Child pornography results in the removal of the Tumblr app
Apple removed the app for Tumblr, a social media and blogging website with over 400 million active blogs, from its app store on Nov. 16, with many pointing a finger at the presence of child pornography on the website. On Nov. 19, Tumblr released a statement indicating that certain content was missing from its database, which would have allowed the site to catch the illicit material.
In their statement, Tumblr representatives wrote, “We’re committed to helping build a safe online environment for all users, and we have a zero tolerance policy when it comes to media featuring child sexual exploitation and abuse.” Mentioning their partnership with the National Center for Missing and Exploited Children, the representatives continued, “Every image uploaded to Tumblr is scanned against an industry database of known child sexual abuse material, and images that are detected never reach the platform. A routine audit discovered content on our platform that had not yet been included in the industry database.”
Apple’s app guidelines state that “apps that solicit, promote, or encourage criminal or clearly reckless behavior will be rejected. In extreme cases, such as apps that are found to facilitate human trafficking and/or the exploitation of children, appropriate authorities will be notified.” Apple previously removed Telegram from its app store due to its use in the distribution of child pornography. It is unclear if legal action has been taken against Tumblr. Apple did not respond to a request for comment.
Tumblr experienced similar incidents in the past when its site was briefly banned in Indonesia for mature content. The government of South Korea asked the blog to do a better job moderating such content. Earlier this year, an associate professor at CUNY filed a suit alleging that Tumblr had been used as a site for posting revenge porn — an ex-boyfriend posted intimate images non-consensually online.

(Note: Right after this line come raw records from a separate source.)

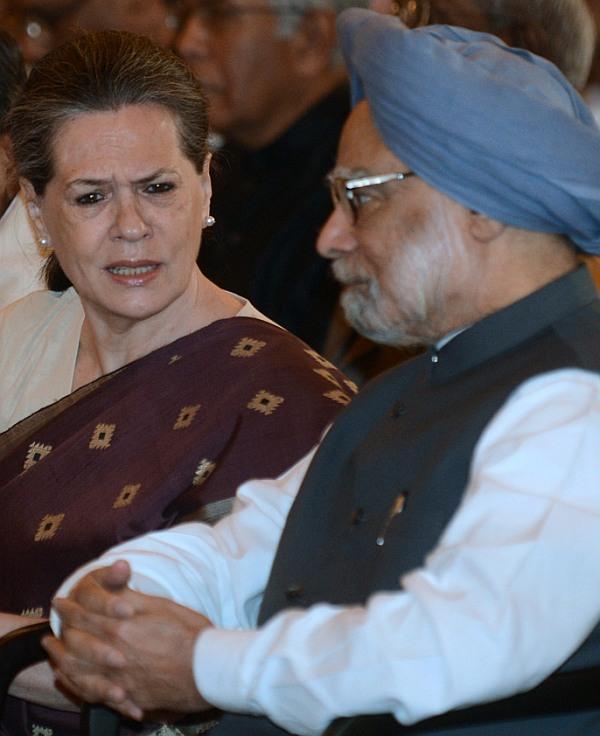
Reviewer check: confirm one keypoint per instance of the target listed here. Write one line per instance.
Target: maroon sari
(169, 436)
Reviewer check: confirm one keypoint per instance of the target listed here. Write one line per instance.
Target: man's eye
(90, 198)
(160, 187)
(364, 196)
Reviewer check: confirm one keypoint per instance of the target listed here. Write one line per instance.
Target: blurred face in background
(234, 48)
(152, 18)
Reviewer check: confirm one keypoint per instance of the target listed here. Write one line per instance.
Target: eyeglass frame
(348, 203)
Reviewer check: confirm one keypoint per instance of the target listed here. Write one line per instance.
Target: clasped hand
(130, 651)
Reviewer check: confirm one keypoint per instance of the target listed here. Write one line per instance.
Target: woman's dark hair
(100, 72)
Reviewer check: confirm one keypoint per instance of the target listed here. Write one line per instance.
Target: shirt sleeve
(509, 592)
(219, 571)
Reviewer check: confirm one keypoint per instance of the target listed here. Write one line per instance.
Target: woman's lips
(137, 273)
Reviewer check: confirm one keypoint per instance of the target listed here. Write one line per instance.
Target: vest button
(398, 409)
(294, 592)
(358, 516)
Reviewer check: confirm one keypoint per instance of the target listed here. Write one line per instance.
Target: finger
(80, 651)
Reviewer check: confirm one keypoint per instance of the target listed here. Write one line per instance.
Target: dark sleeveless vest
(392, 470)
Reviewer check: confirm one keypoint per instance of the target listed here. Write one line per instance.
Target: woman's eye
(90, 198)
(160, 187)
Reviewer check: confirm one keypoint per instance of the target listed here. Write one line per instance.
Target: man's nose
(337, 235)
(130, 223)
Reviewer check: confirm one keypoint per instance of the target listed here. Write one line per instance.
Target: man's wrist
(219, 673)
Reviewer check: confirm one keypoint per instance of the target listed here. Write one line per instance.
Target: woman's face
(124, 212)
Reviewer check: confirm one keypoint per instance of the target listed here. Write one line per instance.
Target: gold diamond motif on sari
(266, 403)
(319, 358)
(327, 375)
(36, 452)
(48, 527)
(203, 471)
(128, 493)
(339, 396)
(102, 436)
(186, 416)
(247, 347)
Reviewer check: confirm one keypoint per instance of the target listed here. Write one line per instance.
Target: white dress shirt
(510, 591)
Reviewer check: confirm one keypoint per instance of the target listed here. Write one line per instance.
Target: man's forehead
(361, 146)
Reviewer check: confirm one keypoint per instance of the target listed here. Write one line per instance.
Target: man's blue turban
(498, 129)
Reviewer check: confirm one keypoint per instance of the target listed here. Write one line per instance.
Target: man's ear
(483, 228)
(32, 202)
(312, 45)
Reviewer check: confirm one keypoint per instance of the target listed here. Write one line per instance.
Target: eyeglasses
(347, 193)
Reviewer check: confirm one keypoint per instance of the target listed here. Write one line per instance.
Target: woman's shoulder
(40, 305)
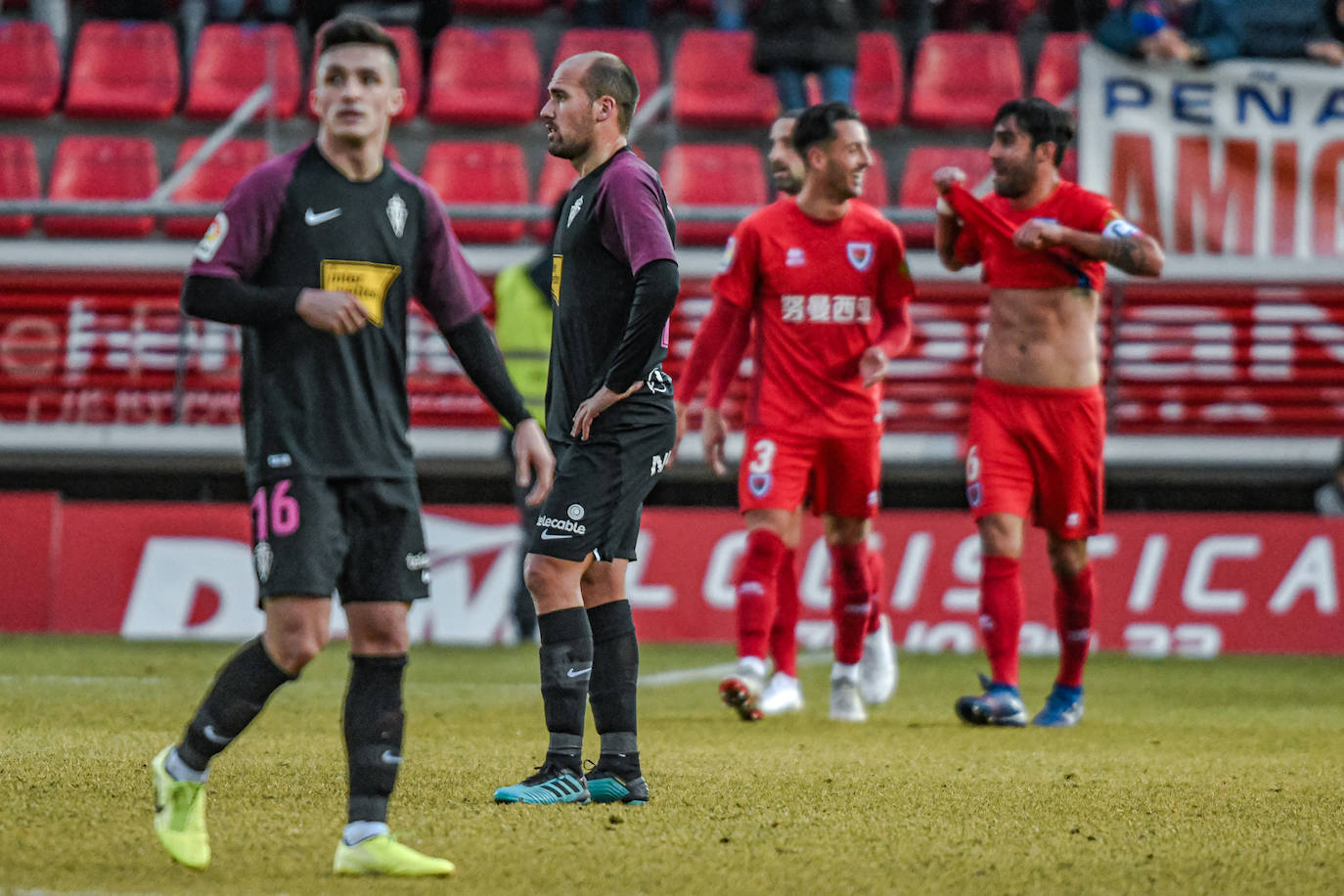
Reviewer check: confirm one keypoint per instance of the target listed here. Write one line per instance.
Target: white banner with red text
(1236, 158)
(1170, 585)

Statements from Tumblr over the first days after the app’s removal did not indicate that illicit material was involved. The site only released its Nov. 19 statement after an article appeared on CNET’s software-focused website, Download.com, stating the app’s removal was due to child pornography.
As of press time, the site has not returned to the app store, but those who have previously downloaded the app are still able to redownload it through their “Purchased” collection. Tumblr links to the app from its website, though clicking on the app link leads to an XML error page or a broken link in iTunes.
Some Tumblr users stated they had been complaining about child pornography and bots posting illicit materials. Others have been complaining that their blogs were erased, likely as part of Tumblr’s attempts to clean up its content. Tumblr has given no indication for when the app will return to Apple’s App Store, but the site’s language since Nov. 16 has been optimistic.